Jens Braak: Guten Morgen, Frau von Billerbeck!
von Billerbeck: Theresa May ist in keiner beneidenswerten Lage. Das Unterhaus will ihren Brexit-Vertrag nicht annehmen, in Brüssel möchte niemand nachverhandeln. Das ist das klassische Dilemma. Wie könnte sich Theresa May denn da trotzdem irgendwie wieder Handlungsspielräume erschließen?
Premierministerin Theresa May gibt vor ihrem Amtssitz eine Erklärung ab.

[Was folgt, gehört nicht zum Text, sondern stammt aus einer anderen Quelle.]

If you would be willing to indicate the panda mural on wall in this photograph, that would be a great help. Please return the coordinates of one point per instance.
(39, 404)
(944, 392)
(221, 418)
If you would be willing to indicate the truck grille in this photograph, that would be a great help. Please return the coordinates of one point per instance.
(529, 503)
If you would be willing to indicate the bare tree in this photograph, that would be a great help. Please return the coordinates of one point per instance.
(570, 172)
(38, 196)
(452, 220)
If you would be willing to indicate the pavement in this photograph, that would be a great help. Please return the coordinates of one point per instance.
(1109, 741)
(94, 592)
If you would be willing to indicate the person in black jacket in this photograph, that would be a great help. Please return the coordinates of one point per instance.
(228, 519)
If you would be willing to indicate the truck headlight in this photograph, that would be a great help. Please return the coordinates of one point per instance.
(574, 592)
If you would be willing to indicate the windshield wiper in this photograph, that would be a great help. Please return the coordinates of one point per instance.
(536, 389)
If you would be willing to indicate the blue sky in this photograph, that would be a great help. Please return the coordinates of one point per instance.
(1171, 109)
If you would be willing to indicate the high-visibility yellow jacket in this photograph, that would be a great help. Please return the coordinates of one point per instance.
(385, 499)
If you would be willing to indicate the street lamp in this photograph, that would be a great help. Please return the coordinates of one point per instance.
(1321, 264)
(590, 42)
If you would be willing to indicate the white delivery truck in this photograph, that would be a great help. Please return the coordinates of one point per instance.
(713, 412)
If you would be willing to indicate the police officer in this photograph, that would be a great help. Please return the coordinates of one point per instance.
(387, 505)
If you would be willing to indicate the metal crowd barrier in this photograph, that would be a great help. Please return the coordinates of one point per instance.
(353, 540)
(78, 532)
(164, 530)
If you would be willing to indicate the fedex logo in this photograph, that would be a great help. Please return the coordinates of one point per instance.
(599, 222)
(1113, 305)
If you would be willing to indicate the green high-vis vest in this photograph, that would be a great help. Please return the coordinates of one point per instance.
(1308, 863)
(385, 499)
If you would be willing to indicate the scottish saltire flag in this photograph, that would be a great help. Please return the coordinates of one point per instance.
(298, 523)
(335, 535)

Die britische Premierministerin Theresa May spricht über das bevorstehende Misstrauensvotum gegen sie: Vielleicht fühlt sie sich ohnmächtig derzeit. Vielleicht aber nutzt sie auch kämpferisch neue Optionen, die sich aus der Krise ergeben.© dpa-Bildfunk / AP / Renee Bailey
Braak: Das finde ich schon mal sozusagen ganz spannend, dass wir sie betrachten unter der Perspektive, dass sie keine Handlungsspielräume hätte oder zu wenig. Oder dass wir ihr, so wie der Titel ja unseres Gesprächs auch nahelegt, dass wir sie in einer Form von Ohnmacht vielleicht vermuten. Oder der Teaser, "Sie kämpft ums Überleben" – das sind so die Bilder, die wir von draußen haben, von so einer Politikerin.
Wie es in ihr aussieht, das kann durchaus unterschiedlich sein. Es könnte also durchaus sein, wenn man sich die Bilder von ihr anguckt, dass sie mit so einem Biss dabei ist, der in ihr Kampfeslust weckt, und dass sie eigentlich sagt, jetzt fängt meine Komfortzone an. Aber es kann natürlich auch ganz anders sein.
von Billerbeck: Komfortzone klingt gut. Wenn ich mir die Bilder in Erinnerung rufe da aus dem Unterhaus, man sah sie da mit ihrer Perlenkette stehen, die Rede halten. Es gab höhnisches Gelächter, und sie hat aber einfach weiter geredet. Meinen Sie, das ist gar nicht schlimm für sie, sie genießt es vielleicht geradezu?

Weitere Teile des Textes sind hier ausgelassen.